Nina's Reading Blog

Comments on books I am reading/listening to

Precious Bane

Posted by nliakos on December 4, 2011

by Mary Webb (1924)

I finally bought myself an e-reader (a Nook) last week, and the first book I downloaded (for the whopping price of $0.99) was Precious Bane.  I had already listened to the audiobook twice; it was one of those books I discovered on the audiobook shelves of the Quince Orchard Library here in Montgomery County MD.  (I found it pretty discouraging to look for a particular audiobook; much better to browse the shelves and just pick something that looked good.)  I loved the book the first time I heard it. Then I borrowed it again and enjoyed it just as much the second time. So it looked like a good first download for the Nook.
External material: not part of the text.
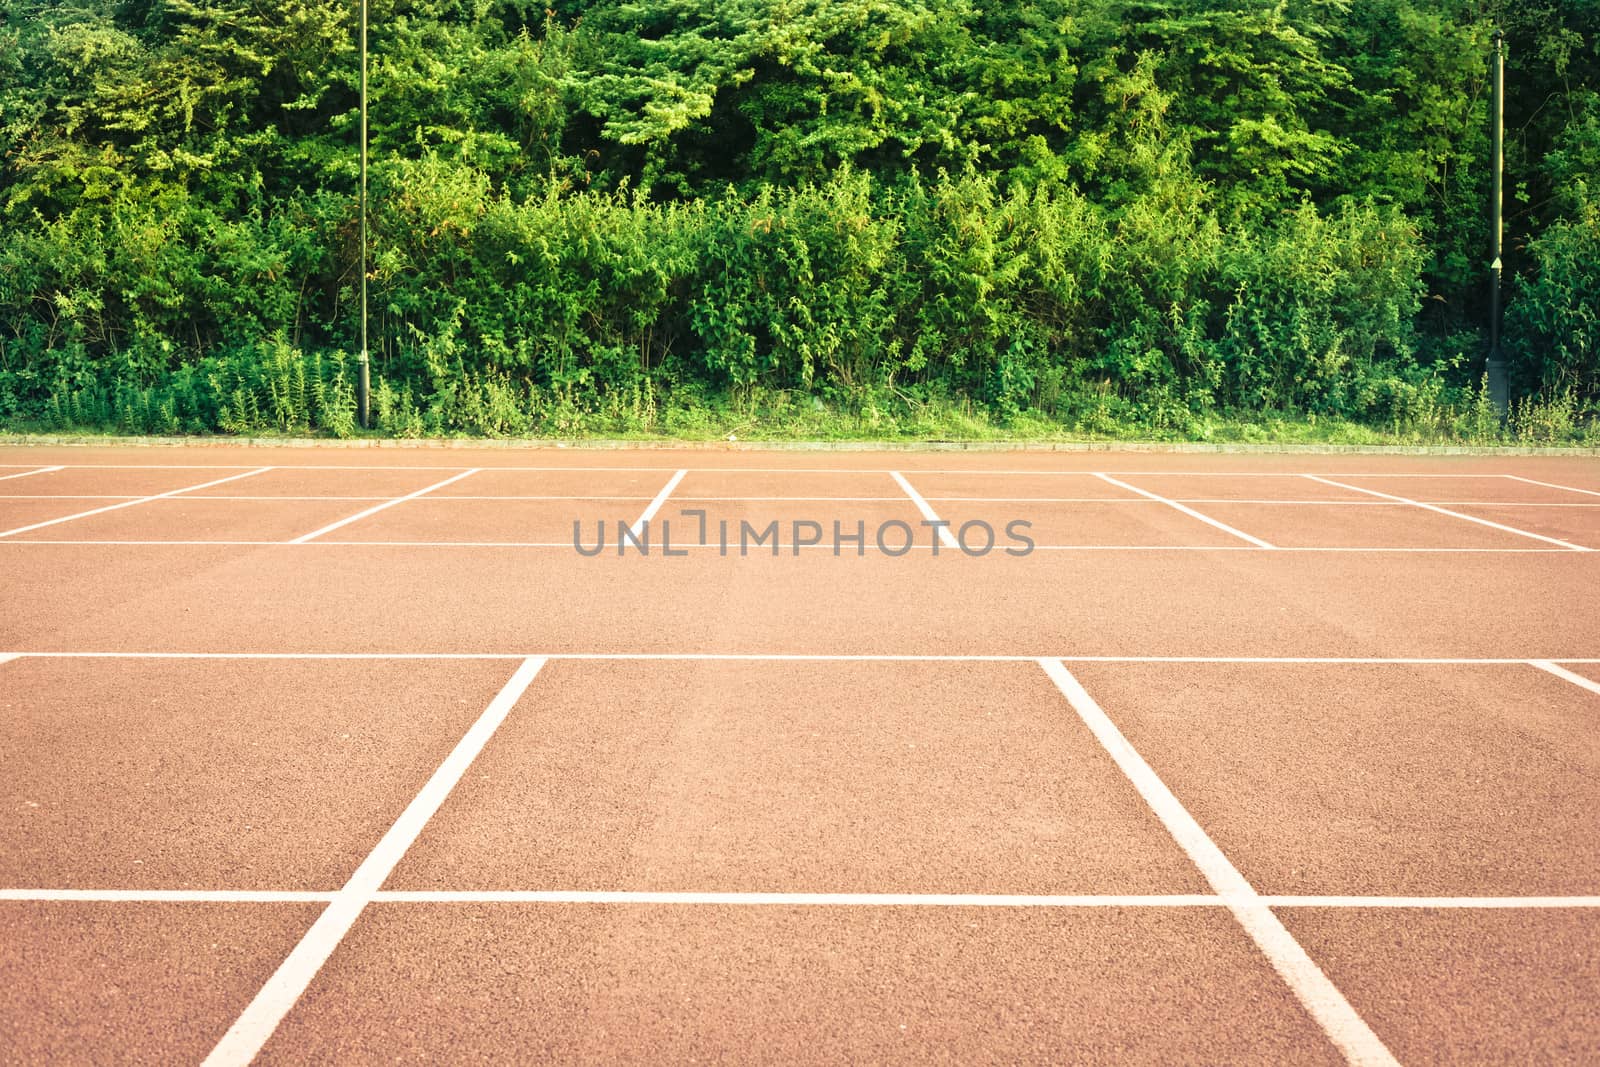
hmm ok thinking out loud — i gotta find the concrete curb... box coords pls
[2,432,1598,457]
Precious Bane is the first-person narrative of Prudence (Prue) Sarn of Sarn, in Shropshire, around the turn of the 19th century. Prue has a harelip, and it dictates much about her life, such as how others relate to her (many suspecting her to be a witch) and what her future holds (no marriage). Prue is one of those heroines you can’t help but like because she is so good and at the same time, so real.

The book is written in Shropshire dialect, so a reader must guess at a lot of the meanings of words in context (a mere is a pond or lake; hiver-hover is apparently something like dilly-dally; etc.) and recognize different spellings and pronunciations of other words (wrostle for wrestle, summat for something, munna for mustn’t, etc.). I never did figure out what leasing meant in the context I found it here. But no matter. The dialect is just one of the charms of the story of Prue Sarn. The reader will consider the situation of people with disabilities (perhaps that is the wrong word for Prue’s harelip, which doesn’t seem to impede her eating, drinking, or speaking, and certainly not working; but it was certainly a social handicap for her), the “sport” of bull-baiting, the daily lives of people  and animals living in rural Shropshire at that time, relationships between the local gentry and the farmers and between men and women.  The description of the grain harvest (“love-carriage”) is so vivid that you feel as if you were right there, participating in the work and the festivities. The characters are varied and real: not only Prue, but her mother and her brother Gideon, driven by his desire for wealth and position; beautiful Jancis Beguildy and her father, the would-be wizard; simple Tivvy, the Sexton’s daughter; the horrible Mister Grimble and Mister Huglet; the courageous, kind and handsome weaver, Kester Woodseaves.

Even on the third read, it was hard to put the book down. It has everything you could ask for in a novel: joy, grief, crime, courage,  hate, and love. I’m trying not to spoil it for anyone who hasn’t read it yet, so I won’t be more specific than that. Suffice it to say that it has become one of my favorite books.